Morphologically Typical and Atypical B-Cell Chronic Lymphocytic Leukemias Display a Different Pattern of Surface Antigenic Density

, , , , , & show all
Pages 649-654 | Accepted 10 Jan 2001, Published online: 01 Jul 2009
 

Abstract

Recent evidences suggest that B-cell chronic lymphocytic leukemia (B-CLL) may have heterogeneous biological and clinical features. Immunological phenotype may be useful for distinguishing these different forms of disease.
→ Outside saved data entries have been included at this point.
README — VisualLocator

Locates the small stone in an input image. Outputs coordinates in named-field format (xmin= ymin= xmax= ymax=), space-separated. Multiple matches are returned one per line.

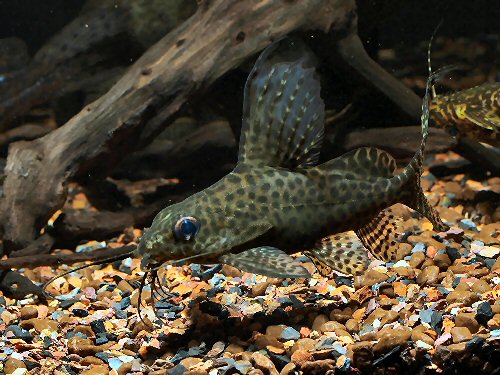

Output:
xmin=471 ymin=279 xmax=490 ymax=294
xmin=4 ymin=357 xmax=27 ymax=374
xmin=179 ymin=357 xmax=202 ymax=369
xmin=416 ymin=265 xmax=439 ymax=285
xmin=419 ymin=310 xmax=443 ymax=331
xmin=433 ymin=253 xmax=452 ymax=269
xmin=291 ymin=338 xmax=316 ymax=354
xmin=254 ymin=334 xmax=284 ymax=350
xmin=221 ymin=264 xmax=243 ymax=278
xmin=410 ymin=326 xmax=434 ymax=346
xmin=81 ymin=356 xmax=105 ymax=366
xmin=360 ymin=270 xmax=389 ymax=287
xmin=478 ymin=246 xmax=499 ymax=258
xmin=291 ymin=349 xmax=314 ymax=366
xmin=251 ymin=352 xmax=278 ymax=375
xmin=80 ymin=365 xmax=110 ymax=375
xmin=20 ymin=306 xmax=38 ymax=320
xmin=451 ymin=327 xmax=472 ymax=343
xmin=300 ymin=359 xmax=335 ymax=373
xmin=252 ymin=282 xmax=269 ymax=297
xmin=455 ymin=313 xmax=479 ymax=333
xmin=226 ymin=343 xmax=244 ymax=354
xmin=319 ymin=320 xmax=345 ymax=334
xmin=410 ymin=252 xmax=426 ymax=268
xmin=345 ymin=319 xmax=360 ymax=333
xmin=446 ymin=290 xmax=480 ymax=306
xmin=281 ymin=327 xmax=300 ymax=341
xmin=476 ymin=302 xmax=494 ymax=325
xmin=374 ymin=327 xmax=411 ymax=353
xmin=311 ymin=314 xmax=329 ymax=332
xmin=493 ymin=257 xmax=500 ymax=272
xmin=266 ymin=325 xmax=286 ymax=339
xmin=90 ymin=319 xmax=107 ymax=335
xmin=117 ymin=280 xmax=135 ymax=294
xmin=280 ymin=362 xmax=297 ymax=375
xmin=19 ymin=318 xmax=58 ymax=332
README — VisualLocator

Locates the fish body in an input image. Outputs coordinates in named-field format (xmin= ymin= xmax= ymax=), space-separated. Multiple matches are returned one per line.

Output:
xmin=430 ymin=82 xmax=500 ymax=147
xmin=138 ymin=40 xmax=447 ymax=279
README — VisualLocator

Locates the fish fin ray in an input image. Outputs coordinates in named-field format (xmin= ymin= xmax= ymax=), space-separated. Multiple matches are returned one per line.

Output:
xmin=310 ymin=147 xmax=397 ymax=179
xmin=238 ymin=41 xmax=324 ymax=169
xmin=304 ymin=232 xmax=369 ymax=276
xmin=220 ymin=247 xmax=311 ymax=278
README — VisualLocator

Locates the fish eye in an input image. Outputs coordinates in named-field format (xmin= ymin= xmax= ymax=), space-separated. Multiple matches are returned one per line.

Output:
xmin=174 ymin=216 xmax=200 ymax=241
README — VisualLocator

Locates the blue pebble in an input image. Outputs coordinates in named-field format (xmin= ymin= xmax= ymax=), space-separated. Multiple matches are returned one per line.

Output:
xmin=412 ymin=243 xmax=426 ymax=253
xmin=281 ymin=327 xmax=300 ymax=340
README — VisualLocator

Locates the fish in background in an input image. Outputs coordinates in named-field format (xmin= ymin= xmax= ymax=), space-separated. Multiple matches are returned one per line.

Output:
xmin=430 ymin=82 xmax=499 ymax=148
xmin=0 ymin=0 xmax=197 ymax=129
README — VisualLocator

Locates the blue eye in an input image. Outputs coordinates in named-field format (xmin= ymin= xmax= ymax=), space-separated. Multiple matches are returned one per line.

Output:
xmin=174 ymin=216 xmax=200 ymax=241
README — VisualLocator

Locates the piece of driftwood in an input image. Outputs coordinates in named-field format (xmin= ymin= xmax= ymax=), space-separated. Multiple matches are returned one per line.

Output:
xmin=343 ymin=126 xmax=456 ymax=159
xmin=0 ymin=124 xmax=52 ymax=148
xmin=0 ymin=244 xmax=136 ymax=270
xmin=1 ymin=0 xmax=351 ymax=250
xmin=0 ymin=270 xmax=45 ymax=299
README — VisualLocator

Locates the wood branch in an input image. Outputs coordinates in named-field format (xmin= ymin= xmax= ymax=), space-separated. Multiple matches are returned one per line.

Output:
xmin=0 ymin=124 xmax=52 ymax=148
xmin=0 ymin=270 xmax=45 ymax=299
xmin=1 ymin=0 xmax=352 ymax=250
xmin=12 ymin=233 xmax=55 ymax=258
xmin=342 ymin=126 xmax=456 ymax=159
xmin=0 ymin=244 xmax=136 ymax=270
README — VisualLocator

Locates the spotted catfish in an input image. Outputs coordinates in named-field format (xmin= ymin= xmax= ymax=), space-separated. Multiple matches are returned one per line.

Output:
xmin=430 ymin=82 xmax=500 ymax=148
xmin=137 ymin=41 xmax=448 ymax=280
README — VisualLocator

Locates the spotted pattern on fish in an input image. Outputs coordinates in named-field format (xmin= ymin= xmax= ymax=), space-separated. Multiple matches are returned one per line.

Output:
xmin=137 ymin=40 xmax=447 ymax=284
xmin=430 ymin=83 xmax=500 ymax=147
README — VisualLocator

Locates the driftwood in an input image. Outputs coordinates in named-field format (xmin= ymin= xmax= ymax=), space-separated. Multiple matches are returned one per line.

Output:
xmin=0 ymin=244 xmax=136 ymax=270
xmin=1 ymin=0 xmax=351 ymax=250
xmin=343 ymin=126 xmax=456 ymax=159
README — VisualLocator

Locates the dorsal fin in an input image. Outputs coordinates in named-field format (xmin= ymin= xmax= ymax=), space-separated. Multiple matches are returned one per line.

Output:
xmin=238 ymin=41 xmax=325 ymax=169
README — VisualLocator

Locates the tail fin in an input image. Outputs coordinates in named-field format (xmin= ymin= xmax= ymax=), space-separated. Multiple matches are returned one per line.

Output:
xmin=397 ymin=69 xmax=449 ymax=232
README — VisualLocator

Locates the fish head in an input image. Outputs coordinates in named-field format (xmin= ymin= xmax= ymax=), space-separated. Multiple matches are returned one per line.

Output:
xmin=136 ymin=197 xmax=236 ymax=270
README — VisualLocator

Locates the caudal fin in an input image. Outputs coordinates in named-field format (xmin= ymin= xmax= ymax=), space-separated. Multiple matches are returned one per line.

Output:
xmin=397 ymin=70 xmax=449 ymax=232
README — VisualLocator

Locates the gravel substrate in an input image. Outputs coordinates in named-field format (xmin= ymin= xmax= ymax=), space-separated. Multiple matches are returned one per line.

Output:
xmin=1 ymin=154 xmax=499 ymax=375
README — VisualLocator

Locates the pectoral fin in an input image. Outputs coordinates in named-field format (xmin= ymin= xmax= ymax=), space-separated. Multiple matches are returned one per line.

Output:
xmin=219 ymin=247 xmax=311 ymax=278
xmin=304 ymin=232 xmax=369 ymax=276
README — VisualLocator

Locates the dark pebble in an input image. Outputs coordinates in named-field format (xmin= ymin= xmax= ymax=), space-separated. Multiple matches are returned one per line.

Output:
xmin=95 ymin=335 xmax=108 ymax=345
xmin=71 ymin=308 xmax=89 ymax=317
xmin=401 ymin=279 xmax=416 ymax=285
xmin=452 ymin=277 xmax=462 ymax=288
xmin=437 ymin=286 xmax=450 ymax=295
xmin=199 ymin=301 xmax=229 ymax=319
xmin=190 ymin=264 xmax=202 ymax=278
xmin=120 ymin=296 xmax=131 ymax=310
xmin=476 ymin=302 xmax=493 ymax=325
xmin=484 ymin=259 xmax=496 ymax=270
xmin=25 ymin=360 xmax=41 ymax=371
xmin=206 ymin=286 xmax=225 ymax=298
xmin=269 ymin=353 xmax=291 ymax=370
xmin=94 ymin=352 xmax=111 ymax=362
xmin=387 ymin=275 xmax=397 ymax=283
xmin=64 ymin=364 xmax=78 ymax=375
xmin=201 ymin=264 xmax=223 ymax=280
xmin=43 ymin=335 xmax=52 ymax=349
xmin=281 ymin=327 xmax=300 ymax=340
xmin=6 ymin=325 xmax=33 ymax=342
xmin=40 ymin=350 xmax=54 ymax=358
xmin=59 ymin=299 xmax=78 ymax=309
xmin=289 ymin=294 xmax=304 ymax=309
xmin=419 ymin=309 xmax=443 ymax=331
xmin=446 ymin=247 xmax=461 ymax=261
xmin=466 ymin=336 xmax=485 ymax=351
xmin=278 ymin=297 xmax=293 ymax=307
xmin=105 ymin=284 xmax=116 ymax=292
xmin=335 ymin=276 xmax=353 ymax=287
xmin=115 ymin=310 xmax=127 ymax=319
xmin=155 ymin=301 xmax=183 ymax=313
xmin=167 ymin=365 xmax=187 ymax=375
xmin=90 ymin=319 xmax=107 ymax=335
xmin=372 ymin=345 xmax=401 ymax=366
xmin=317 ymin=337 xmax=337 ymax=350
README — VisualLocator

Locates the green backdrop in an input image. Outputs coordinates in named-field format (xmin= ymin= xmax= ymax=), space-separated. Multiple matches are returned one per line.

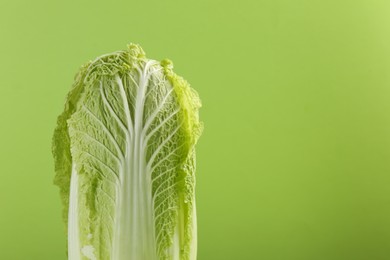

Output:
xmin=1 ymin=0 xmax=390 ymax=259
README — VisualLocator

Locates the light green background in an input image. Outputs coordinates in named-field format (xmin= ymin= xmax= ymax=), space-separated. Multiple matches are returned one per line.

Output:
xmin=1 ymin=0 xmax=390 ymax=259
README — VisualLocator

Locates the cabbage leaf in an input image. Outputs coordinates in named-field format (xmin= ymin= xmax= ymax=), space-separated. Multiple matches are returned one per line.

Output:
xmin=52 ymin=44 xmax=202 ymax=260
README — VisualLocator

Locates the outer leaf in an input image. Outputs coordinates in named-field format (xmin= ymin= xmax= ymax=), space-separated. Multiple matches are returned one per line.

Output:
xmin=53 ymin=44 xmax=202 ymax=260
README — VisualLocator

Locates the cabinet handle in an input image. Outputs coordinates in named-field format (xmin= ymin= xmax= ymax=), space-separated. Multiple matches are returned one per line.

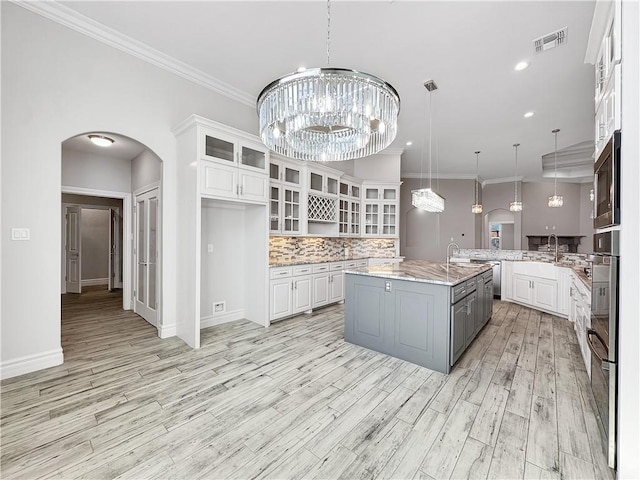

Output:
xmin=240 ymin=185 xmax=244 ymax=195
xmin=294 ymin=281 xmax=297 ymax=290
xmin=291 ymin=281 xmax=294 ymax=291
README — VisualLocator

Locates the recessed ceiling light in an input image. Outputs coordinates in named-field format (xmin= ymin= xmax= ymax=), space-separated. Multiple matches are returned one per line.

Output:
xmin=406 ymin=141 xmax=413 ymax=146
xmin=515 ymin=61 xmax=529 ymax=71
xmin=88 ymin=135 xmax=115 ymax=147
xmin=297 ymin=66 xmax=306 ymax=72
xmin=524 ymin=111 xmax=535 ymax=118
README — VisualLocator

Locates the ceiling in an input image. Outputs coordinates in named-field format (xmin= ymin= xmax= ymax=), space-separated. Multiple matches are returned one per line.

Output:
xmin=57 ymin=0 xmax=596 ymax=182
xmin=63 ymin=132 xmax=146 ymax=160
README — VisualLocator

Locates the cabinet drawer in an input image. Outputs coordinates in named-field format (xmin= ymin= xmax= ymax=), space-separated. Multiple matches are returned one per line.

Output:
xmin=330 ymin=262 xmax=345 ymax=271
xmin=312 ymin=264 xmax=330 ymax=273
xmin=356 ymin=260 xmax=368 ymax=267
xmin=293 ymin=265 xmax=312 ymax=276
xmin=466 ymin=280 xmax=477 ymax=292
xmin=452 ymin=283 xmax=467 ymax=304
xmin=344 ymin=261 xmax=358 ymax=269
xmin=270 ymin=267 xmax=292 ymax=279
xmin=483 ymin=271 xmax=493 ymax=283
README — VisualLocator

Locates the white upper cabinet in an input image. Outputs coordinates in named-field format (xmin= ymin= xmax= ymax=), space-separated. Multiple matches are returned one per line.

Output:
xmin=362 ymin=183 xmax=400 ymax=238
xmin=339 ymin=178 xmax=362 ymax=237
xmin=202 ymin=128 xmax=269 ymax=175
xmin=269 ymin=157 xmax=304 ymax=235
xmin=308 ymin=168 xmax=340 ymax=197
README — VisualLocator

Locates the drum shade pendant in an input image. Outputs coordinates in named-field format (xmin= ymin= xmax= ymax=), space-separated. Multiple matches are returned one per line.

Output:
xmin=548 ymin=128 xmax=564 ymax=207
xmin=509 ymin=143 xmax=523 ymax=212
xmin=257 ymin=0 xmax=400 ymax=162
xmin=472 ymin=151 xmax=483 ymax=214
xmin=412 ymin=80 xmax=445 ymax=212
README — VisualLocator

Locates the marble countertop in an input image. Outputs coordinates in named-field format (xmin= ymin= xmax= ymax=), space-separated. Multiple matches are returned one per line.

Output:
xmin=269 ymin=256 xmax=402 ymax=268
xmin=570 ymin=266 xmax=591 ymax=292
xmin=344 ymin=259 xmax=492 ymax=286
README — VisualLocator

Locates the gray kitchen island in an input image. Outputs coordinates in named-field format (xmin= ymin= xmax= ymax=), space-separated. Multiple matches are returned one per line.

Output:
xmin=344 ymin=260 xmax=494 ymax=374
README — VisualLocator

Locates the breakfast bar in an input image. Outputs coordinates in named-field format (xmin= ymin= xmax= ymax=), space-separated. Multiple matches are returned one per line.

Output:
xmin=344 ymin=260 xmax=493 ymax=374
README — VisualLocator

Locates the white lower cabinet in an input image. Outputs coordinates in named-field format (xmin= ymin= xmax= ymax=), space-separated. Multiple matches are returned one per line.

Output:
xmin=508 ymin=263 xmax=558 ymax=313
xmin=270 ymin=261 xmax=349 ymax=322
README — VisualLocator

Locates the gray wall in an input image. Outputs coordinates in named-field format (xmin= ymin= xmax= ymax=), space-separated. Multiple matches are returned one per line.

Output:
xmin=400 ymin=178 xmax=479 ymax=262
xmin=62 ymin=146 xmax=132 ymax=192
xmin=62 ymin=194 xmax=122 ymax=208
xmin=132 ymin=149 xmax=162 ymax=192
xmin=400 ymin=178 xmax=593 ymax=259
xmin=81 ymin=209 xmax=110 ymax=281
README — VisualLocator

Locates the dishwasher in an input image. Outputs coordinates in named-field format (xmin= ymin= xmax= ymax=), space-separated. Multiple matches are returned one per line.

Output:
xmin=471 ymin=260 xmax=501 ymax=298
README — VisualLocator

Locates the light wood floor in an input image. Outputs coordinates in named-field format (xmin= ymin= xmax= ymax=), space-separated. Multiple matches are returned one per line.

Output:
xmin=1 ymin=286 xmax=612 ymax=479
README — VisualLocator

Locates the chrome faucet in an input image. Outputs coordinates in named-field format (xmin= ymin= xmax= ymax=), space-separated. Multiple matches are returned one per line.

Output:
xmin=548 ymin=234 xmax=559 ymax=262
xmin=446 ymin=242 xmax=460 ymax=268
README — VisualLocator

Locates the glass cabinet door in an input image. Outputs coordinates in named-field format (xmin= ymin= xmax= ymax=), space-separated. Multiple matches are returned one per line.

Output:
xmin=270 ymin=185 xmax=281 ymax=232
xmin=283 ymin=188 xmax=301 ymax=234
xmin=350 ymin=201 xmax=360 ymax=235
xmin=365 ymin=188 xmax=380 ymax=200
xmin=270 ymin=161 xmax=281 ymax=181
xmin=364 ymin=203 xmax=379 ymax=235
xmin=339 ymin=199 xmax=349 ymax=234
xmin=309 ymin=172 xmax=323 ymax=193
xmin=284 ymin=166 xmax=301 ymax=185
xmin=241 ymin=145 xmax=266 ymax=171
xmin=327 ymin=176 xmax=339 ymax=195
xmin=204 ymin=134 xmax=235 ymax=163
xmin=382 ymin=204 xmax=397 ymax=235
xmin=383 ymin=188 xmax=397 ymax=200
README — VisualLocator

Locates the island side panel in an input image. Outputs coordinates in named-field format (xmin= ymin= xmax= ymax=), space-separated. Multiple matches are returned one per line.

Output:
xmin=345 ymin=273 xmax=452 ymax=374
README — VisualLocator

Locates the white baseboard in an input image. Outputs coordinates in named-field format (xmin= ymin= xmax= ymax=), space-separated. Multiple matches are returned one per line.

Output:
xmin=81 ymin=278 xmax=108 ymax=287
xmin=0 ymin=348 xmax=64 ymax=380
xmin=201 ymin=309 xmax=244 ymax=329
xmin=158 ymin=323 xmax=176 ymax=338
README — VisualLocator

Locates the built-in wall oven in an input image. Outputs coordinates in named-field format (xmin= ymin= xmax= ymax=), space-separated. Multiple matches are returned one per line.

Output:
xmin=588 ymin=230 xmax=619 ymax=469
xmin=593 ymin=130 xmax=621 ymax=228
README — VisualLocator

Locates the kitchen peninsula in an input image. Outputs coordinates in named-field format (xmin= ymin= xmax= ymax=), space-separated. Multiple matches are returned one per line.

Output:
xmin=344 ymin=260 xmax=493 ymax=374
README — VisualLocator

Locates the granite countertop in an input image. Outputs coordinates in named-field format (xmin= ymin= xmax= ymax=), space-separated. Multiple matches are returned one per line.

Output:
xmin=570 ymin=266 xmax=591 ymax=292
xmin=269 ymin=256 xmax=379 ymax=268
xmin=344 ymin=259 xmax=492 ymax=286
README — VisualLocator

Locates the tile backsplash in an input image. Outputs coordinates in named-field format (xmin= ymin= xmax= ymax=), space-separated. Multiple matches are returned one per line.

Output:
xmin=269 ymin=237 xmax=398 ymax=264
xmin=455 ymin=248 xmax=592 ymax=267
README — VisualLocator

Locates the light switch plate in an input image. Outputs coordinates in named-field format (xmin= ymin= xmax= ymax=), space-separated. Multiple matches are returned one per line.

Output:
xmin=11 ymin=228 xmax=30 ymax=241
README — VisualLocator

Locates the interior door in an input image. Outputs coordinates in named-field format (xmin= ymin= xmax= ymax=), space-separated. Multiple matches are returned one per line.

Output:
xmin=134 ymin=189 xmax=159 ymax=326
xmin=65 ymin=206 xmax=82 ymax=294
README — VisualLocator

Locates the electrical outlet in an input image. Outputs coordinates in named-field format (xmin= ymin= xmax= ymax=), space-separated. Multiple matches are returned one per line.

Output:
xmin=213 ymin=301 xmax=225 ymax=314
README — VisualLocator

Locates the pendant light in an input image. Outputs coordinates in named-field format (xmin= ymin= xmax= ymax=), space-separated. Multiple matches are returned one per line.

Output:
xmin=509 ymin=143 xmax=523 ymax=212
xmin=471 ymin=151 xmax=483 ymax=214
xmin=257 ymin=0 xmax=400 ymax=162
xmin=412 ymin=80 xmax=445 ymax=212
xmin=548 ymin=128 xmax=564 ymax=207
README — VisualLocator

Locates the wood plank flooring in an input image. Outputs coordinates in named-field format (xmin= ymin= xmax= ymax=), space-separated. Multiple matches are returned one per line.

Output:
xmin=1 ymin=286 xmax=612 ymax=479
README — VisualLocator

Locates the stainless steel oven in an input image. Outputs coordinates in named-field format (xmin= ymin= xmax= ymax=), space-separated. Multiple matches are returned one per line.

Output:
xmin=593 ymin=131 xmax=621 ymax=228
xmin=587 ymin=230 xmax=619 ymax=470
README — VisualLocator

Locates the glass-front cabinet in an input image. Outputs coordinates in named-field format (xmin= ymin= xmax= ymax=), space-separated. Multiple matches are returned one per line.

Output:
xmin=270 ymin=157 xmax=303 ymax=235
xmin=309 ymin=168 xmax=340 ymax=197
xmin=202 ymin=128 xmax=268 ymax=174
xmin=339 ymin=178 xmax=362 ymax=237
xmin=362 ymin=183 xmax=400 ymax=238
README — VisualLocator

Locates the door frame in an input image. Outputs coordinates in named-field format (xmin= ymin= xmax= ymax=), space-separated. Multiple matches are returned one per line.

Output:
xmin=61 ymin=186 xmax=132 ymax=310
xmin=133 ymin=184 xmax=161 ymax=327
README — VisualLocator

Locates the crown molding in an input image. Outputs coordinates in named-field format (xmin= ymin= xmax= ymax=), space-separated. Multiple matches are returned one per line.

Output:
xmin=13 ymin=0 xmax=255 ymax=107
xmin=482 ymin=176 xmax=524 ymax=187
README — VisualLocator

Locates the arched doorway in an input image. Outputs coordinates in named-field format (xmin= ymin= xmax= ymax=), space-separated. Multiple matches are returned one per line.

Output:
xmin=61 ymin=132 xmax=163 ymax=330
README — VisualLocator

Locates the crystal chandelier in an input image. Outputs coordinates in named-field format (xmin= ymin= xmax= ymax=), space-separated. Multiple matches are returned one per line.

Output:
xmin=548 ymin=128 xmax=564 ymax=208
xmin=412 ymin=80 xmax=445 ymax=212
xmin=510 ymin=143 xmax=523 ymax=212
xmin=472 ymin=151 xmax=483 ymax=214
xmin=256 ymin=0 xmax=400 ymax=162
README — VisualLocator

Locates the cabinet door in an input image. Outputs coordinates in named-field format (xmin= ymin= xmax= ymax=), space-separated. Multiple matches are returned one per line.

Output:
xmin=339 ymin=199 xmax=350 ymax=236
xmin=270 ymin=278 xmax=292 ymax=321
xmin=239 ymin=171 xmax=268 ymax=203
xmin=365 ymin=187 xmax=380 ymax=200
xmin=326 ymin=175 xmax=339 ymax=196
xmin=329 ymin=272 xmax=344 ymax=303
xmin=283 ymin=188 xmax=301 ymax=234
xmin=269 ymin=184 xmax=281 ymax=233
xmin=350 ymin=200 xmax=360 ymax=235
xmin=485 ymin=281 xmax=493 ymax=324
xmin=512 ymin=275 xmax=533 ymax=305
xmin=451 ymin=300 xmax=467 ymax=365
xmin=313 ymin=274 xmax=330 ymax=308
xmin=533 ymin=278 xmax=558 ymax=312
xmin=293 ymin=276 xmax=312 ymax=314
xmin=465 ymin=291 xmax=477 ymax=346
xmin=283 ymin=164 xmax=302 ymax=186
xmin=557 ymin=268 xmax=571 ymax=316
xmin=239 ymin=143 xmax=268 ymax=173
xmin=363 ymin=202 xmax=379 ymax=235
xmin=475 ymin=277 xmax=485 ymax=335
xmin=381 ymin=203 xmax=398 ymax=236
xmin=203 ymin=131 xmax=236 ymax=165
xmin=309 ymin=171 xmax=324 ymax=194
xmin=201 ymin=161 xmax=237 ymax=199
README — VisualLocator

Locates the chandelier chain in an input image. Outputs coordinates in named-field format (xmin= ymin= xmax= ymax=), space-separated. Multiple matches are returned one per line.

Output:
xmin=326 ymin=0 xmax=331 ymax=67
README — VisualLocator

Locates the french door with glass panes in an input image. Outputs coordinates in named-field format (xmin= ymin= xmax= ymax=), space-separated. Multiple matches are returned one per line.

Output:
xmin=134 ymin=188 xmax=159 ymax=326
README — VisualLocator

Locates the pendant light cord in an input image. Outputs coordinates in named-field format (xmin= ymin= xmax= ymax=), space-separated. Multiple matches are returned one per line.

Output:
xmin=326 ymin=0 xmax=331 ymax=67
xmin=429 ymin=89 xmax=433 ymax=189
xmin=553 ymin=129 xmax=559 ymax=196
xmin=513 ymin=143 xmax=520 ymax=202
xmin=475 ymin=151 xmax=480 ymax=203
xmin=419 ymin=91 xmax=426 ymax=189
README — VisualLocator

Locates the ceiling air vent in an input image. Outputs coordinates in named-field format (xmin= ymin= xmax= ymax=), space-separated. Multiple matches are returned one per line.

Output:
xmin=533 ymin=27 xmax=568 ymax=53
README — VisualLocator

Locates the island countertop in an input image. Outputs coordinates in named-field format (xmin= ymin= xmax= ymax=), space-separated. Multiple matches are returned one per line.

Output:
xmin=343 ymin=259 xmax=492 ymax=286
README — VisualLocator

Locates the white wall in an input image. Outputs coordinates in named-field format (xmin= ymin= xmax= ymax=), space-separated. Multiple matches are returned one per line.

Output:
xmin=62 ymin=147 xmax=132 ymax=192
xmin=1 ymin=3 xmax=256 ymax=377
xmin=354 ymin=153 xmax=401 ymax=182
xmin=132 ymin=149 xmax=162 ymax=193
xmin=81 ymin=209 xmax=110 ymax=282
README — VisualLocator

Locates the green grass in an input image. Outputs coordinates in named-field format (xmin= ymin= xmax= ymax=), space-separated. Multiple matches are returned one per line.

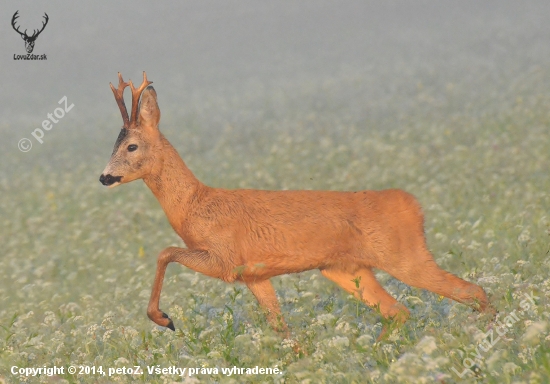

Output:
xmin=0 ymin=69 xmax=549 ymax=383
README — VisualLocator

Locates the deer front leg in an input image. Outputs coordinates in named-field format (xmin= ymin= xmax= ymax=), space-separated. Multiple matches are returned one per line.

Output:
xmin=147 ymin=246 xmax=226 ymax=330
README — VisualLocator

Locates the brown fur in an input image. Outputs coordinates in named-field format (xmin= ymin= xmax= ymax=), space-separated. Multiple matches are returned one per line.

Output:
xmin=100 ymin=73 xmax=492 ymax=341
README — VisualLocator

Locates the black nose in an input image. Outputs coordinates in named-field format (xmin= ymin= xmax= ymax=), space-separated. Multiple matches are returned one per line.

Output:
xmin=99 ymin=174 xmax=121 ymax=186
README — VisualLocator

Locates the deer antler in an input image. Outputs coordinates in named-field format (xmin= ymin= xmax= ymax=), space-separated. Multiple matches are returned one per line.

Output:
xmin=11 ymin=11 xmax=26 ymax=38
xmin=110 ymin=73 xmax=130 ymax=128
xmin=129 ymin=72 xmax=153 ymax=124
xmin=11 ymin=11 xmax=49 ymax=40
xmin=30 ymin=13 xmax=49 ymax=39
xmin=110 ymin=72 xmax=153 ymax=128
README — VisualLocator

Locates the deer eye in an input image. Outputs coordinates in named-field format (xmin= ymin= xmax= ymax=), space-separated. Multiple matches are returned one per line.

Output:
xmin=127 ymin=144 xmax=138 ymax=152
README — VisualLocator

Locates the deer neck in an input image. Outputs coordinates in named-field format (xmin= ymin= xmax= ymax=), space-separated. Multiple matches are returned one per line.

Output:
xmin=143 ymin=134 xmax=203 ymax=231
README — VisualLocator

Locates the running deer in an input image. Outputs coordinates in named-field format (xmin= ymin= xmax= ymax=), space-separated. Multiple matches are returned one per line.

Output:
xmin=100 ymin=72 xmax=492 ymax=341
We used a quantitative flow cytometric approach to analyze the expression of several membrane molecules (CD19, CD20, CD22, CD23, CD11c, CD5, CD79b) commonly used to diagnose and characterize B-CLL in a choort of 84 consecutive B-CLL patients diagnosed according to morphological and immunological findings. We found that morphologically so-called “atypical” B-CLL displayed a significantly higher number of CD20 and CD22 molecules than typical forms. On the other hand, CD19 was found to be more expressed in typical B-CLL, although without reaching statistical significance. Finally, no difference was detected with respect to CD23, CD79b, CD11c and CD5 number of molecules/per cell between typical and atypical B-CLL. Other clinico-biological features, such as surface membrane immunoglobulin density, percentage of CD79b and FMC7 expression, peripheral blood lymphocytosis, trisomy 12 and advanced clinical stages were also found to be more frequent in atypical B-CLL. In conclusion, our data confirm the hypothesis that atypical B-CLL is a disease sustained by more mature B-cells, closely related but, at the same time, clearly distincted from neoplastic cells of typical B-CLL.